When we do that, church by church, and even region by region, I think a couple of things will happen. One is that I sincerely believe we will agree that we don’t want to look at our attenders and guests and members and friends as “donors.” Not that there’s anything wrong with a non-profit having donors, but is that the model we want to utilize as Christian communities? And even “donor intent.” There’s some wisdom we can borrow from the world (the Bible doesn’t even tell us where to set the sanctuary thermostat, for pity’s sake), and how to “maximize giving strategies” may give us some starting points, but I don’t know that a donor management approach is how we want to handle our capital campaigns or annual church stewardship education.

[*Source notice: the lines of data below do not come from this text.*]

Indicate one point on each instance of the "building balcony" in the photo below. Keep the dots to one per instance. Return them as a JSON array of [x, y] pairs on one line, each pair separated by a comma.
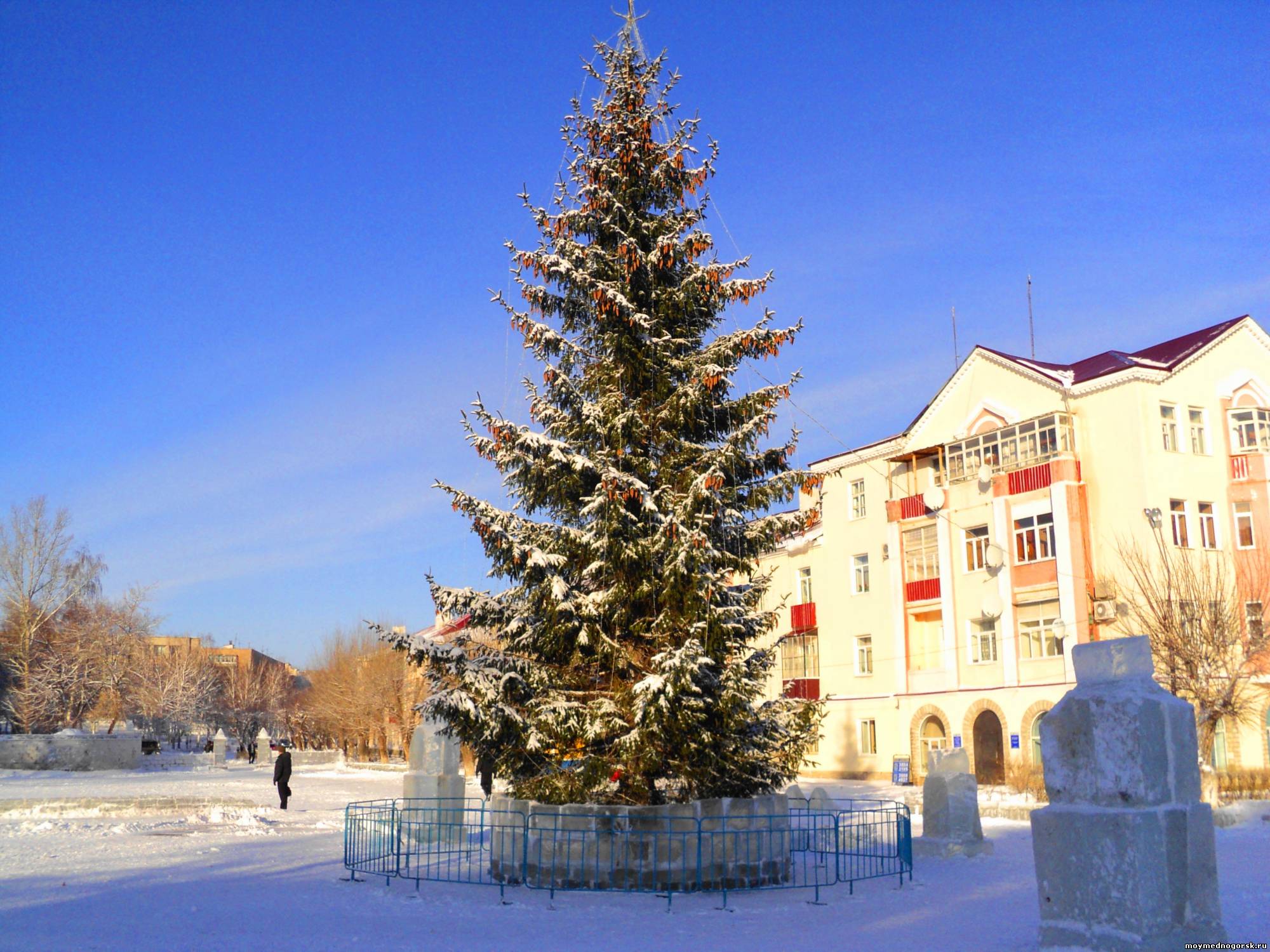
[[1019, 447], [802, 689], [802, 618], [923, 591]]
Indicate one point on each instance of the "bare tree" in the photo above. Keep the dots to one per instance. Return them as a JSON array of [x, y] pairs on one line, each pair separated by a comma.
[[1202, 611], [252, 699], [175, 695], [360, 691], [41, 578]]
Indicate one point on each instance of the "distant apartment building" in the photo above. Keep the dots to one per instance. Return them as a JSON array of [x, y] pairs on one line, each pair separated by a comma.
[[242, 659], [937, 602]]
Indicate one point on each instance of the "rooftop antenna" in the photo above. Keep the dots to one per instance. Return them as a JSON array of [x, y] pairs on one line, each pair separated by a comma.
[[1032, 331], [631, 31]]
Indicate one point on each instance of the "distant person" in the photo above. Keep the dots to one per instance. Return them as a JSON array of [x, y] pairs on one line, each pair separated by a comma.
[[486, 769], [281, 775]]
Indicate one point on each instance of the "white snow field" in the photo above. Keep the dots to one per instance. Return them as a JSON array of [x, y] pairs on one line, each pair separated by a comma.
[[209, 863]]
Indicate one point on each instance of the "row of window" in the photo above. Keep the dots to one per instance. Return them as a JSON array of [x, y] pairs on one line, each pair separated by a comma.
[[1206, 513], [1250, 430], [1010, 447], [1041, 635]]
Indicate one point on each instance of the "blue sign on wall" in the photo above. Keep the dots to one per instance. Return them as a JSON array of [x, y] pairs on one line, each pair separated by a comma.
[[900, 770]]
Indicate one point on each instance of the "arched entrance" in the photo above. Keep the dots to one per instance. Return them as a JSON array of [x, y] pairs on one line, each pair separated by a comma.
[[990, 750], [933, 738]]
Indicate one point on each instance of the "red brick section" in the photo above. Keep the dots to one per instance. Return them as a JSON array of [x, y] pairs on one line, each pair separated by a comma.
[[803, 689], [921, 591], [803, 618]]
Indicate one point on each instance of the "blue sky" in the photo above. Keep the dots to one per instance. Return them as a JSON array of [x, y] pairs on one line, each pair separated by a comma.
[[246, 248]]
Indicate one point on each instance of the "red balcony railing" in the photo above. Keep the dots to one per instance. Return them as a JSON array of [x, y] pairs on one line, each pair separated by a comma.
[[912, 507], [803, 618], [1032, 478], [803, 689], [923, 590]]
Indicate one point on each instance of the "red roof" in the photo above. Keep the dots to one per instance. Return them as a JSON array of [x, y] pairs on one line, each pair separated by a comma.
[[1159, 357]]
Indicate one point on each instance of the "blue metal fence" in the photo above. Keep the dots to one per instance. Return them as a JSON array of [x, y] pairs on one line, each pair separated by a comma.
[[577, 849]]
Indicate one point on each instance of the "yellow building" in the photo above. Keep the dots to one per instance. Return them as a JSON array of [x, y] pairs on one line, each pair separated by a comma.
[[956, 564]]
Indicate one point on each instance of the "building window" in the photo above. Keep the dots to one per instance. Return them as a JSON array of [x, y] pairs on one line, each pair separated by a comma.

Another thing that at least could happen, and that I hope and pray will happen, is we can talk about how giving is integrated into our worship and our overarching sense of community as churches of Christ. The Sunday offering plates were for very long a practical, and visual, and even a teaching model for how church attender resources became part of the mission of the church. I already miss them. But we will not get them back, not unless for some odd reason (EMP, maybe?) we go back into a cash economy.
The old UCMS “Birthday Bank” was a core funding mechanism for decades in the early 1900s, and for an assortment of practical and social reasons they worked well.
They aren’t coming back, though. They’re in church history display cases. That’s where offering plates are going.
What is coming next? And can we select how we want to invite and receive and affirm giving, with intentionality as we adopt these new means, using some discernment in how our opportunities to give themselves shape both the gifts and the givers, and so taking seriously the teaching function of giving in Christian community?
I appreciate anyone who has read this far, who has hung in there with me as I try to think this through on the page, and I pray for all the churches out there navigating these unfamiliar rapids — local churches and regional churches alike. It’s being put out through these means as my attempt to encourage us to think together about how we want to invite and receive giving, because I am convinced that if we just dive in to asking for resources first and foremost, we will find ourselves quite naturally herded into the “path of least resistance,” and that’s going to be the subscription model, or “set it and forget it” approach to getting people to initiate giving . . . and I fear it might work.
At first.
It’s the “forget it” part that keeps me thinking, though. We don’t want that. We are a people of the table, a fellowship built around communion, where we are called to remember. That’s the starting point we need to recover.